30-Year-Olds Need To Invest This Much Money Each Month To Become A Millionaire

30-Year-Olds Need To Invest This Much Money Each Month To Become A Millionaire

Becoming a millionaire may seem like an impossible feat, but it’s actually quite achievable, even if you only start saving at the ripe age of 30.

According to Merrill, retirees would need between $1,000,000 and $1,500,000 to live off of $50,000 a year, which is considered the sweet spot for many. Naturally, the earlier you start saving, the easier it will be to hit that magic number by the time you turn 65. But exactly how much will you need to put aside each month to get there if you start at 30 years old?

Brian Stivers, a financial advisor, crunched the numbers for CNBC Select and determined three pathways to a million dollars for 30-year-olds:

With investments that yield a 3% annual return (i.e., bonds), you would need to invest $1,400 a month for 35 years to reach $1,000,000.
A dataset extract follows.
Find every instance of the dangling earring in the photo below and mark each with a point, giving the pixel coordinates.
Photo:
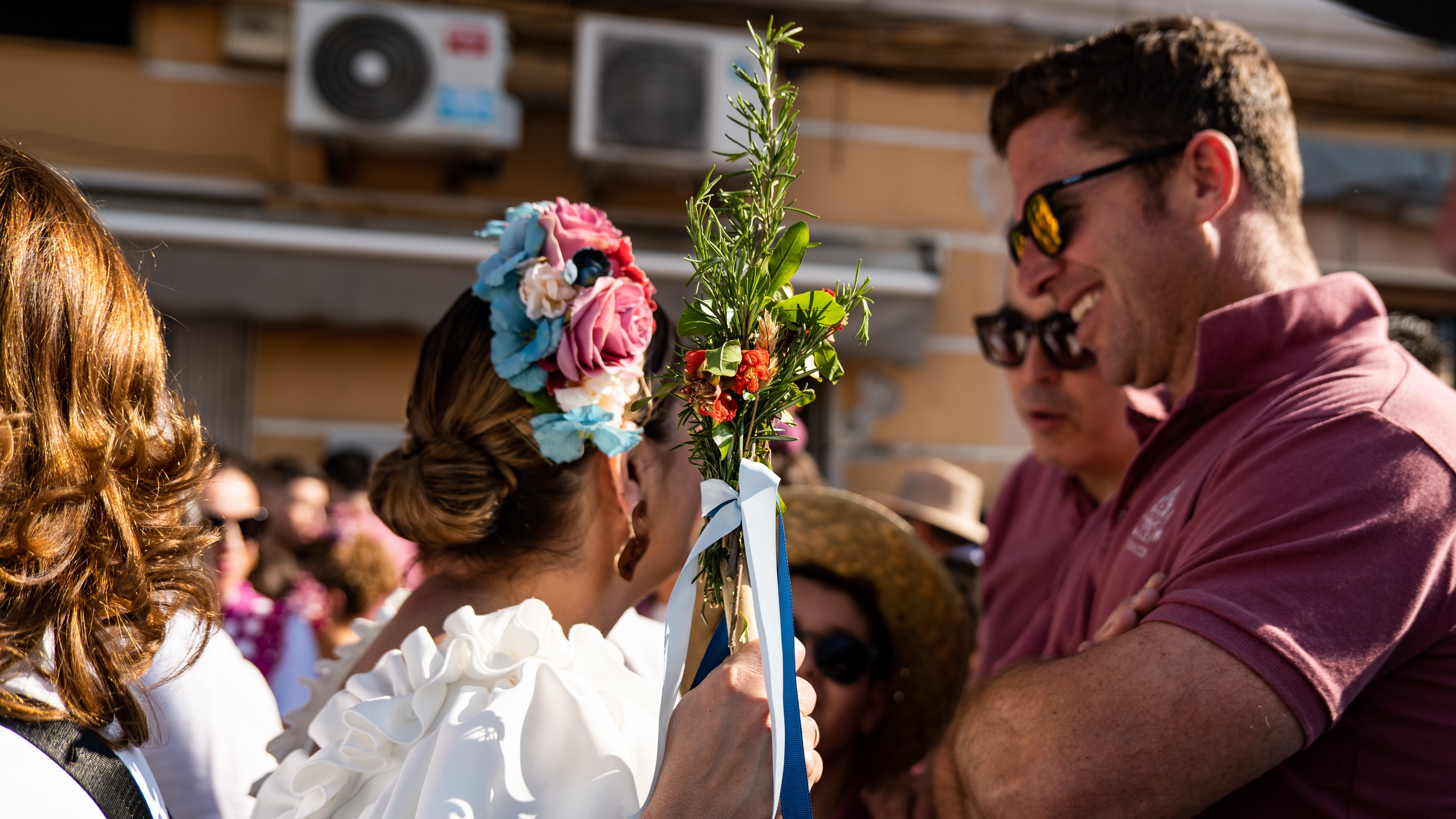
(631, 552)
With investments that yield a 6% annual return (i.e., bonds and stocks), you would need to invest $740 a month for 35 years to reach $1,000,000.

With investments that yield a 9% annual return (i.e., a stock-heavy portfolio), you would need to invest only $370 a month for 35 years to reach $1,000,000.

Obviously, 30-year-olds will have to save a little more than 25-year-olds to reach the same goals, especially since compound interest is most effective when it has a longer period of time to grow your money. That said, it’s never too late to get started — even if you’ve lost a couple of years, you can always put aside more money than Stivers’ estimates, and that will help to get you on track.

It’s important to note that Stivers’ estimates are contingent on consistent returns from investments. Putting aside money is not enough — you need an additional boost from investments to get the most out of your savings, which means looking into bonds and stocks.

That said, whenever investments are involved, there is always a risk of falling short. A safe practice would be to invest in index funds like the S&P 500, which track the stock market as a whole. This will save you the trouble of having to pick the “right” individual stocks and making more complex decisions about when to buy or sell. While past performance doesn’t always indicate future success, relying on these indices would still be a less risky bet.

You could also opt for a roboadvisor to help you with your investment goals. These algorithm-based services help determine your risk tolerance, as well as balance your portfolio automatically so that you don’t have to worry about making the allocation adjustments yourself.